Three distinct low temperature compositions are identified by characteristic I/Xe ratios and 136Xe/132Xe ratios. There is some evidence of multiple compositions with distinct I/Xe ratios in the higher temperature releases associated with Xe-P6. The presence of iodine alongside Q-Xe and these components in nanodiamonds constrains the pathway by which extreme volatiles entered the solid phase and may facilitate the identification of their carriers.

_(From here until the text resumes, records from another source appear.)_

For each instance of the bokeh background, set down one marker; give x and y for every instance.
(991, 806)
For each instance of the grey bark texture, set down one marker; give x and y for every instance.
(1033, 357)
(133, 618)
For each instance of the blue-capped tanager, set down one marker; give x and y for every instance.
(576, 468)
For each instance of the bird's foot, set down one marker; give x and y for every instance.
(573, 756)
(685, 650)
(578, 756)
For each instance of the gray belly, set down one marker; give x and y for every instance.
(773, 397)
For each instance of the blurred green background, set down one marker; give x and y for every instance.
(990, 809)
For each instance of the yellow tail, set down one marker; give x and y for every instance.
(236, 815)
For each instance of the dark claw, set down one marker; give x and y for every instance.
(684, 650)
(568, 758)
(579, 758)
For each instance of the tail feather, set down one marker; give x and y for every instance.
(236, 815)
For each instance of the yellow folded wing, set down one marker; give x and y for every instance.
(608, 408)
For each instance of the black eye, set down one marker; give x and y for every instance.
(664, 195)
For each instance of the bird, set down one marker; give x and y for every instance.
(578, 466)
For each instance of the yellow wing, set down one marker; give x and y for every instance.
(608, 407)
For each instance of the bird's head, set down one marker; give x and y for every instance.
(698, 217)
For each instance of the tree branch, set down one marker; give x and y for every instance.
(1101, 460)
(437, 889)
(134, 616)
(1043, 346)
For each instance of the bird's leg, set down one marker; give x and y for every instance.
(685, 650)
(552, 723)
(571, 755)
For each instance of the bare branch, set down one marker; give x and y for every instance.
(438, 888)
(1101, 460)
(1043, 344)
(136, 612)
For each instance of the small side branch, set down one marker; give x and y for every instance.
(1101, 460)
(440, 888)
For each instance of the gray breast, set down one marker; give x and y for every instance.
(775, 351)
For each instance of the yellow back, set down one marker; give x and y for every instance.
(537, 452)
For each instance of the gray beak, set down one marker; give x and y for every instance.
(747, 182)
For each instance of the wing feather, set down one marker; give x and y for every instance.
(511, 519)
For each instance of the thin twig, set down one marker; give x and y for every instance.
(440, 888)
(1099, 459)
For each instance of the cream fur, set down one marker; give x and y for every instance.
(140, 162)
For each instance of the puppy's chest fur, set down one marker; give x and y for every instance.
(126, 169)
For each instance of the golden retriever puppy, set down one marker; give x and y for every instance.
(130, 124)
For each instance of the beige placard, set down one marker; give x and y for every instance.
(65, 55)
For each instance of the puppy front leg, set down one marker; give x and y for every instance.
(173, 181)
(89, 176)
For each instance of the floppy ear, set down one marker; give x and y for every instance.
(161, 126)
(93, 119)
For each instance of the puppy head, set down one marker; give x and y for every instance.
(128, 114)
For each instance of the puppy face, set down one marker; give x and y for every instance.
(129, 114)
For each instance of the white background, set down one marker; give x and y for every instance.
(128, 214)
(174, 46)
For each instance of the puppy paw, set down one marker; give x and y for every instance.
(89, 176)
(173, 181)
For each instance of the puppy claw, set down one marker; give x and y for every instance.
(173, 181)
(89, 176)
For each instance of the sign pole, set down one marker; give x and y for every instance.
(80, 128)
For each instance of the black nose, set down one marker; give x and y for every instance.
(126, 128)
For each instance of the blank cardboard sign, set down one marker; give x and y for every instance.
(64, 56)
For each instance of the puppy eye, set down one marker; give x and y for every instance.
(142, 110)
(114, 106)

There is no detectable iodine contribution to the presolar Xe-HL component, which is released at intermediate temperatures; this suggests a distinct trapping process. Releases associated with the other components all include significant contributions of 128Xe produced from iodine by neutron capture during reactor irradiation.
We propose a revised model relating the origin of Xe-P3 (which exhibits an s-process deficit) through a “Q-process” to the Q component (which makes the dominant contribution to the heavy noble gas budget of primitive material). The Q-process incorporates noble gases and iodine into specific carbonaceous phases with mass dependent fractionation relative to the ambient composition. Q-Xe is dominated by the products of this “Q-process” occurring shortly before or during solar system formation. Carriers that trapped xenon by earlier Q-process events were altered, perhaps by supernova shocks, converting some Q carriers into P3 carriers. Unlike Q carriers, these carriers preserve the isotopic signature of the xenon they trapped through oxidation of samples in the laboratory. P3 carriers thus disproportionately sample xenon that was incorporated before galactic chemical evolution had produced the solar xenon signature by enriching ambient xenon with s-process material.